Black Swans are loose upon the world:

The 2008 global debt crisis, Eyjafjallajökull (pronunciation fun here), Haiti and New Zealand Earthquake, China drought, Queensland floods the political crises in Middle East and North Africa (MENA) and the Japanese earthquake/tsunami/nuclear disasters seem to prove that it is not the mundane everyday that shapes the world but rather high impact and extremely rare events.

The moment has rather given credence to Nicholas Taleb’s assertion in his book  The Black Swan: The Impact of the Highly Improbable that outlier probabilities are what shape our world and not the day-to-day numbers.

The point about black swan events is that they are highly unpredictable. Sitting there in January we did have a sense that we were in the midst of shocks and the consequences of shocks: we were finally recovering from the mortgage linked debt crises and appeared be entering a new and threatening terrain associated with sovereign debt worries in Europe – and beyond.

That wasn’t all good, but it was part of the “known known” and we had a general sense of where to look for the things we didn’t know (the known unknowns – for a useful breakdown of Donald Rumsfeld’s discussion about certainty and unpredictability and Slavoj Žižek’s caustic reply see here.)

Two months later the world is a markedly different place and I have found it useful to use the Japanese earthquake and linked disasters as well as the political instability in MENA (Middle East North Africa) to ask the big and scary questions about South Africa.

Usefully, Moeletsi Mbeki has written an article predicting South Africa’s Tunisia Day for some time in about 2020.

Catch the Business Day article here and see my review of his book Architects of Poverty on which that Business Day article is extensively based here. (Afterthought note: the Business Day article is “extensively based” on Architects of Poverty not on my review.)

The long and the short of Mbeki’s argument is that the primary resource intensive phase of Chinese growth will be concluded by 2020 (and therefore the commodity supercycle will come to an end) and the ANC government will run out of money to keep paying the social grants bribe to the poorest South Africans – which in turn will lead to revolt and rebellion.

He takes it a lot further – instead of growing our competitive advantage while the commodity bonanza is with us, the ANC has instituted another system of bribes to its own leaders and supporters (Black Economic Empowerment) which consists of getting wodges of the non-essential parts of existing business and turning those into consumption fuel. Thus fat cat politicians and their families act as representatives of the cheap-labour and primary-resource-addicted conglomerates in exchange for the mess of pottage and extreme ostentatious consumption.

And waiting in their future, according to Mbeki’s argument, is a Tunisia style revolt.

So that’s the layout of the argument.

I think it is timely and provocative and interesting, but I do not think it is meant – or should be taken seriously  – as a real prediction. It is polemic that warns about the excesses the new elite is indulging in.

I am in the middle of a road show where I ask the big questions about South Africa’s future stability.

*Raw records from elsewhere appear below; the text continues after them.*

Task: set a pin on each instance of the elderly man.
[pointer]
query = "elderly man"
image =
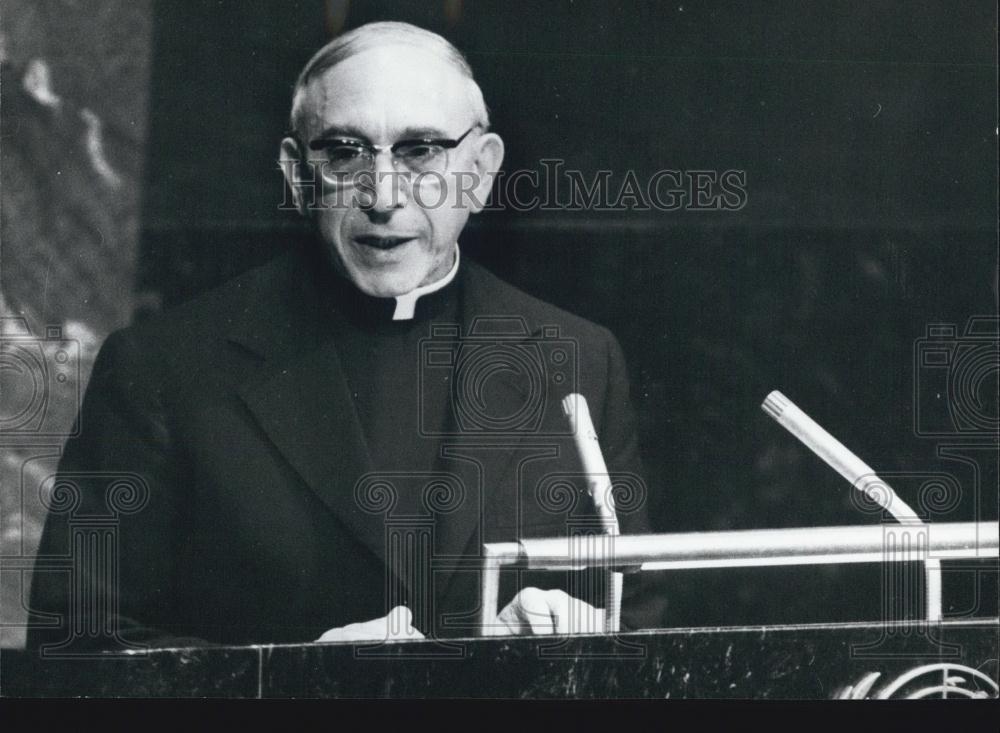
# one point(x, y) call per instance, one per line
point(321, 447)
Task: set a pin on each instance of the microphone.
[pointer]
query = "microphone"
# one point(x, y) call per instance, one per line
point(837, 456)
point(599, 485)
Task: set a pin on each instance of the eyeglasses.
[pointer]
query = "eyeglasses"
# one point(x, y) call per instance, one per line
point(348, 156)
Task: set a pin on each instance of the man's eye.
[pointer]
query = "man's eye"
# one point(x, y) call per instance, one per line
point(344, 153)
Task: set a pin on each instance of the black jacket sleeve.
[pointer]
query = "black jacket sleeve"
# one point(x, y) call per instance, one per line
point(643, 604)
point(116, 516)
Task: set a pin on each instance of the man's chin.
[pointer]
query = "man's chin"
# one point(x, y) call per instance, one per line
point(385, 285)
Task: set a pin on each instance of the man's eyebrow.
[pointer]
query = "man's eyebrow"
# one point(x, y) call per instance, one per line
point(409, 133)
point(338, 131)
point(422, 133)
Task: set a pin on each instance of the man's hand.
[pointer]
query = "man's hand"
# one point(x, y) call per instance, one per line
point(396, 625)
point(536, 611)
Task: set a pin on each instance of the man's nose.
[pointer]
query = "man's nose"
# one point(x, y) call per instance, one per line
point(389, 185)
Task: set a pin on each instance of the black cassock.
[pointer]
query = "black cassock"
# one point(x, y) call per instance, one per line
point(295, 460)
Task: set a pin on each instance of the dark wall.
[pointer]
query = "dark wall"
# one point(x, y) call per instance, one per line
point(867, 133)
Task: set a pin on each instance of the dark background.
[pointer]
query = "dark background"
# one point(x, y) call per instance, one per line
point(868, 133)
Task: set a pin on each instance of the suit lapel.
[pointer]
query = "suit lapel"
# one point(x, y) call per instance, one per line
point(486, 462)
point(306, 410)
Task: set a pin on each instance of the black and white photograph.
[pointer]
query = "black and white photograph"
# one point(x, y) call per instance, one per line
point(472, 349)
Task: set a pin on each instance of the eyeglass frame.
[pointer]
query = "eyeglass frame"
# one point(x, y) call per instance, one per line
point(373, 150)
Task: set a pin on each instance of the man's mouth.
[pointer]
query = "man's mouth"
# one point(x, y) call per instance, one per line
point(371, 240)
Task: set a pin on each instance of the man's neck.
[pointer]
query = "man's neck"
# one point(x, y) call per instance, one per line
point(406, 304)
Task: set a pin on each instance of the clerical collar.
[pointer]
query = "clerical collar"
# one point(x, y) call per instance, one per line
point(406, 304)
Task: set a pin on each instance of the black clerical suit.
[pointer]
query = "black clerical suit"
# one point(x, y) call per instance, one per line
point(278, 457)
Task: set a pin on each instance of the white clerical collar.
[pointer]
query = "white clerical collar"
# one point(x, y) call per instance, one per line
point(407, 304)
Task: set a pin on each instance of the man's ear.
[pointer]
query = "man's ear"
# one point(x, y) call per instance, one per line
point(489, 157)
point(291, 161)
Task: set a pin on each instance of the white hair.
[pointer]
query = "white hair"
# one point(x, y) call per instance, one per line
point(387, 33)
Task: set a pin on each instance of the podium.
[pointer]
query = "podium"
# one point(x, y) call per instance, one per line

I finish this evening and will then be in a position to summarise my own view; looking at the factors that lead towards instability and revolt and the factors that act to keep them at bay, asking how these balance in South Africa today.

The one thing the last few weeks have taught us is that the world is complex and interlinked in ways that make it extremely difficult to predict outcomes. With this proviso, I do not think we realistically can suggest that there are processes operative in our society that lead, in a linear fashion, to a Tunisia Day in the next ten years of our history … but it is a close call and I will examine some of that tonight and tomorrow morning.